= Al-Douri 'an Abi 'Amr recitation =

Recitation of the Quran

The Al-Douri 'an Abi 'Amr recitation (رواية الدوري عن أبي عمرو) is a riwayah of the Quran, transmitted by al-Douri from the Qiraʼat of Abu 'Amr ibn al-'Ala' al-Basri.

== Qira'at and riwayat ==

The Qiraʼat are different linguistic, lexical, phonetic, morphological and syntactical forms permitted with reciting the Quran. Differences between Qira'at are slight and include varying rules regarding the prolongation, intonation, and pronunciation of words, but also differences in stops, vowels, consonants, leading to different pronouns and verb forms, and less frequently, entire words.

Each of the ten Qira'at has two riwayat (sing: riwayah), which, although different from each other, are both considered acceptable ways to read the Quran.

The riwayah of the Quran that is in "general use" throughout most of the Muslim world today is that of Ḥafṣ on the authority of `Asim (Ḥafṣ being the Rawi, or "transmitter", and `Asim being the Qari or "reader"). However, the riwayah of Al-Douri 'an Abi 'Amr (the subject of this article) is dominant in Sudan and East Africa, and the riwayah of Warsh 'an Nafi' dominant in North (except Libya, where Qalun 'an Nafi' is dominant, Egypt, where the aforementioned Hafs is dominant, and Sudan, as described above) and West Africa.

== Chain of transmission ==
The riwayah is transmitted by Hafs al-Douri, on the authority of Yahya al-Yazidi, on the authority of Abu 'Amr ibn al-'Ala' al-Basri, from Mujahid ibn Jabr, from Abdullah ibn Abbas, from Ubayy ibn Ka'b, from Muhammad.

=== Abu 'Amr ibn al-'Ala' al-Basri ===
Abu 'Amr ibn al-'Ala' al-Basri was a Qāriʾ from a branch of the Banu Tamim, He studied under Ibn Abi Ishaq, and was a renowned scholar of Arabic grammar in addition to his knowledge of the Quran, founding the Basran school of grammar. Among his own pupils were Al-Khalil ibn Ahmad al-Farahidi, Yunus ibn Habib and Harun ibn Musa. Although he never met Sibawayhi, the ethnic Persian considered the father of Arabic grammar, Sibawayhi quotes from Abu 'Amr 57 times in his well-known Kitab, mostly by transmission from Ibn Habib and al-Farahidi.

In addition to Al-Soussi, Ibn al-'Ala's Qira'ah was also transmitted by Al-Duri.

=== Hafs al-Douri ===
Hafs al-Douri was a Qari' who learnt the Quran in the Qira'ah of Abu 'Amr through Yahya al-Yazidi.

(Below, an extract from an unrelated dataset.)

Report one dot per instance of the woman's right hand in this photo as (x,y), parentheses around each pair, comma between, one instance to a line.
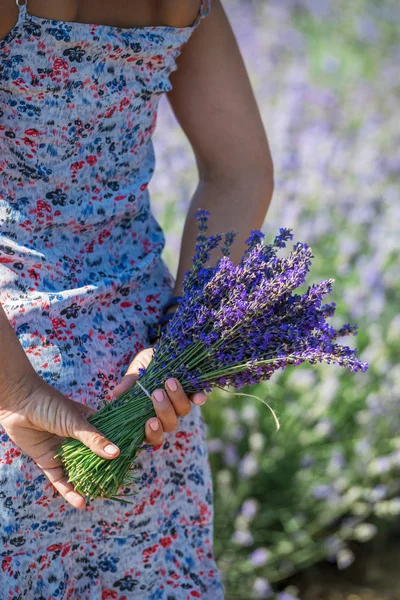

A member of the Azd tribe, he was born in Samarra, and died in Baghdad. A simple and pious man, he lost his sight in his old age.

== Characteristics ==
The riwayah employs taqlil and imalah, differentiating it from the well-known Hafs recitation although this a fairly common characteristic between most recitations.

== History and current spread ==
Historically, the riwayah was the most popular in the mashriq, i.e. the eastern Islamic world. However, largely due to Ottoman influence, the Hafs recitation spread in these regions and the al-Douri recitation is now confined to Somalia, east Africa and some parts of Sudan.